I added a column: RollinAvgSteps = AVERAGEX(FILTER(fitbit_export_20160214, EARLIER(fitbit_export_20160214[Date])>=fitbit_export_20160214[Date]),fitbit_export_20160214[Steps])
…which takes the average of my steps to date. There are a bunch of ways to achieve this, but this is the way that I chose. And you can see that the average line is (happily) improving! Oh, and because I pulled down the extract on the 14th, there’s a dip at the end. My numbers were much healthier by the end of the day, and despite spending way too long NOT walking, I did about 7244 steps that day.
You can see the result at http://bit.ly/RobFitbit
I like the rolling average that Rob added in.
Thanks to everybody that participated in this month’s T-SQL Tuesday. A big thanks to everyone who wrote a participating blog post, and a really huge thanks to everyone who read the posts shared by this month’s participants. If you follow one of the links on this round-up page, I will kindly ask that you leave a comment on a blog post that you read if it teaches you something, gives you a new perspective, or makes you think. A blog post is just a bunch of words until somebody reads it, and blog writers love it when they hear that their post resonated with someone on some level.
Thanks to Robert for hosting T-SQL Tuesday #74.
Make sure that this is the ONLY code in your window or that you are protected by a RETURN or SET EXECUTION OFF at the top of your screen. I have this put in place by default on new query windows. This protects you from running too much code by accident.
Make a habit of checking what instance you are connected to before running any ad-hoc code. Running code meant for a model or test environment in production can be a very scary thing.
This is good advice.
I use a pattern that includes four fields on all transactional tables. This (absolutely) includes lookup tables too. The two table types that are an exception to this pattern are audit tables and error tables. I’ll cover why later in this article.
Four fields include CreatedOn, CreatedBy, UpdatedOn, and UpdatedBy. The dates should be DateTime2. CreatedOn is the easiest to populate. You can create a default on the field to be populated with GetDate().
This is a common pattern and works pretty well. The trick is making sure that you keep that metadata up to date.
The below XML has data nested in different levels that requires the nodes method to join them together. The nodes method accepts a XML string and returns a rowset. That rowset can then be used with CROSS APPLY to effectively link your way down.
nodes (XQuery) as Table(Column)
The tabular format I need requires data from 3 different levels of this XML gob and I need to wade through 5 “tables” to get there.
Shredding XML is something you occasionally need to do.

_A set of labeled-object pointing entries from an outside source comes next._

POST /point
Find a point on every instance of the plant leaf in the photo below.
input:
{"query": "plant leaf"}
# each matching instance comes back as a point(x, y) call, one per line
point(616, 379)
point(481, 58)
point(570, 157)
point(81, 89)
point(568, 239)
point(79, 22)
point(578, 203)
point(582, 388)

1. It can let you access data in the columns of those tables, to use in predicates or expressions.
2. It can let you filter the data in the base table, by only allowing rows which match, such as when using an inner join or right outer join.
3. It can cause rows in the base table to be returned multiple times, if multiple rows in the joined table match a single row in the base table.
4. It can introduce NULL rows, if a full or right outer join is being done (or a left outer join with the base table second) and there are rows in the joined table that don’t match any rows in the base table.
This is a useful bit of T-SQL-specific syntax, but it’s a sharper edge than most UPDATE statements. For a look back in history, Hugo Kornelis wanted to deprecate this syntax with the release of SQL Server 2008 (though MERGE has its own bugs and “Won’t Fix” problems, so in retrospect, perhaps it’s best that we still have UPDATE FROM).
Mickey Stuewe hosted T-SQL Tuesday this month. Her topic: data modeling gone wrong. A few choice posts on the topic follow.
One of the problems I’ve seen with careless use of surrogate keys are the duplication of natural keys. Quite often it’s overlooked that the natural key still needs to have a unique constraint. Without it, the reporting team ends up having to use MAX or DISTINCT to get the latest instance of the natural key, or SSIS packages are needed to clean up the duplicates. This can be compounded with many-to-many tables.
Surrogate keys are not replacements for natural keys; they are physical implementation mechanisms to make your life easier.
Rob Farley wants you to think about design and whether your warehouse is built in a way that helps the business:
Many data professionals look at a data warehouse as a platform for reporting, built according to the available data sources. I disagree with this.
The models within a data warehouse should describe the business. If it doesn’t, it’s a data model gone wrong.
What is the central thing that your business does? What is the main interest point? What do you need to look after? For me, this forms the core of the warehouse.
Thomas Rushton says name your stuff right. Picking the right name can be difficult. “Field1” probably isn’t the right name, though.